Une jeune fille, accompagnée de plusieurs hommes à mine plus ou moins hétéroclite, entrait en effet en ce moment.

— Très bien, très bien, messieurs, leur dit-il ; je vous fais compliment, vous êtes gens de parole.— Puis il ajouta en me désignant :

— J’ai l’avantage, messieurs, de vous présenter un nouveau compagnon, M. le comte de Brederode, seigneur hollandais, qui daigne m’honorer de son amitié. Messieurs, je vous réponds de lui comme de moi ; c’est un bon et brave gentilhomme, aussi loyal que son épée. Vous, mademoiselle, approchez et saluez M. le comte, poursuivit notre prieur, prenant la jeune fille par la main. Et vous, monseigneur, murmura-t-il à mon oreille, rendez hommage au terrible nécromancien.

— Terrible ! répétai-je, ouvrant de grands yeux et toisant la belle inconnue.
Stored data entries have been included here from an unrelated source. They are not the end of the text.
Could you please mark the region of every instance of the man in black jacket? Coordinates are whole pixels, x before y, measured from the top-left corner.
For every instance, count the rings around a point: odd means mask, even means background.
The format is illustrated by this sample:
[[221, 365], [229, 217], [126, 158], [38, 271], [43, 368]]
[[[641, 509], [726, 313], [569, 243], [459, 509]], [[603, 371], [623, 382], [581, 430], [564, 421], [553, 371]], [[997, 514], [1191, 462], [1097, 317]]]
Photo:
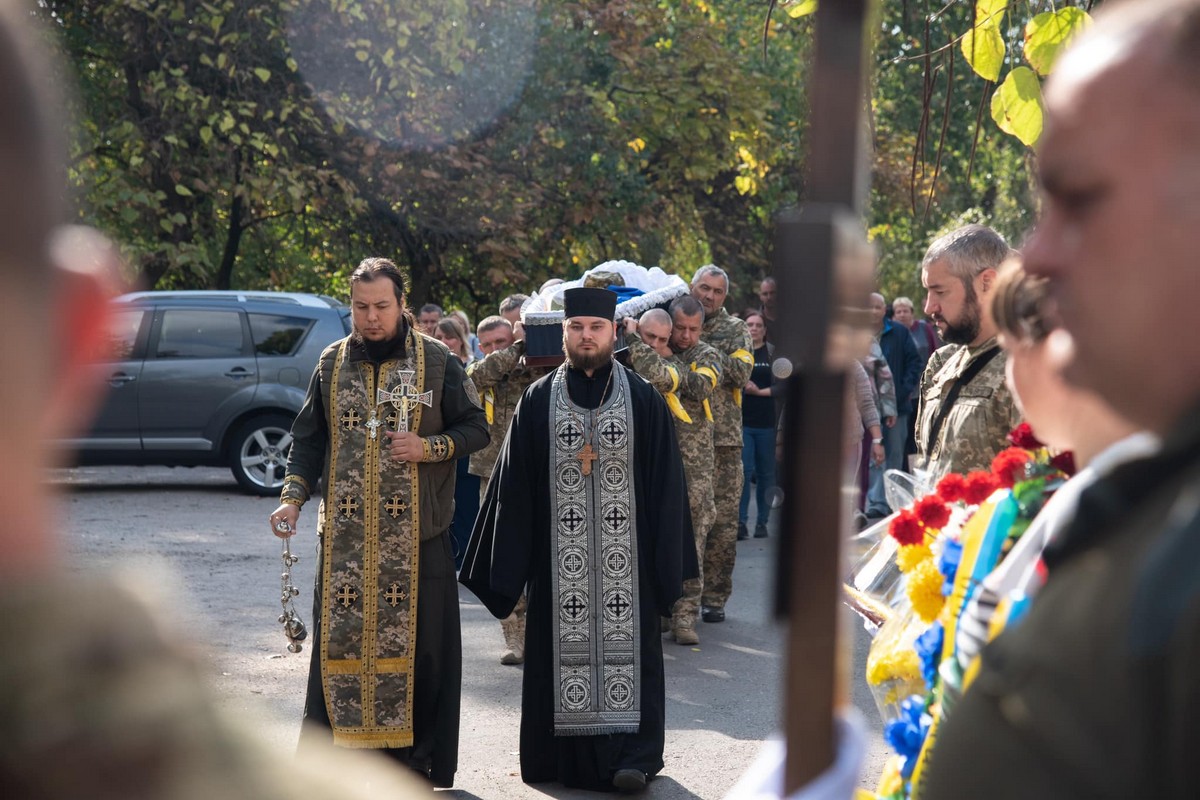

Non, sur l’honneur, une personne aussi séduisante, aussi accomplie, bien loin de m’inspirer de l’effroi, me mettrait volontiers de doux sentiments dans le cœur, et certes je m’estimerais fort heureux d’entrer en commerce avec une si ravissante Circé.

— Suzanne, cher comte, fait pourtant trembler le diable, ainsi que vous le verrez bientôt.

— S’il tremble, le vieux mécréant, ce n’est, je gage, que d’attendrissement, repartis-je.

Puis, m’adressant à Suzanne :

— Or ça, confiez-moi, ma belle enfant, lui dis-je, qui vous a si bien instruite en diablerie et en magie ?

— Cette science, monsieur, est héréditaire dans notre famille ; mon père était le plus habile sorcier des Landes. Bien qu’il ne fit qu’un simple berger, cent fois il fit descendre la lune et danser le soleil.

— Sandis ! m’écriai-je, ceci, ma colombe, se sent un peu de la Garonne. Sans être trop curieux cependant, je donnerais bien dix bons louis d’or de bon aloi pour savoir au juste, belle enchanteresse, quelle descente faisait la lune, et pour avoir l’air noté du menuet que dansait l’astre du jour.

Mais, sans me donner le temps de poursuivre ma plaisanterie, le prieur, m’ayant engagé à prendre la main de la jeune évocatrice, m’invita, ainsi que toute la compagnie, à passer dans l’arrière-salle du cabaret, où un fin et copieux souper nous était servi.

Le bon moine n’était pas sans crédit auprès de l’hôtesse, et d’ailleurs ce n’était, disait-il, qu’un à-compte pris par avancement d’hoirie sur le gros trésor qui nous attendait dans la grotte d’Arcueil.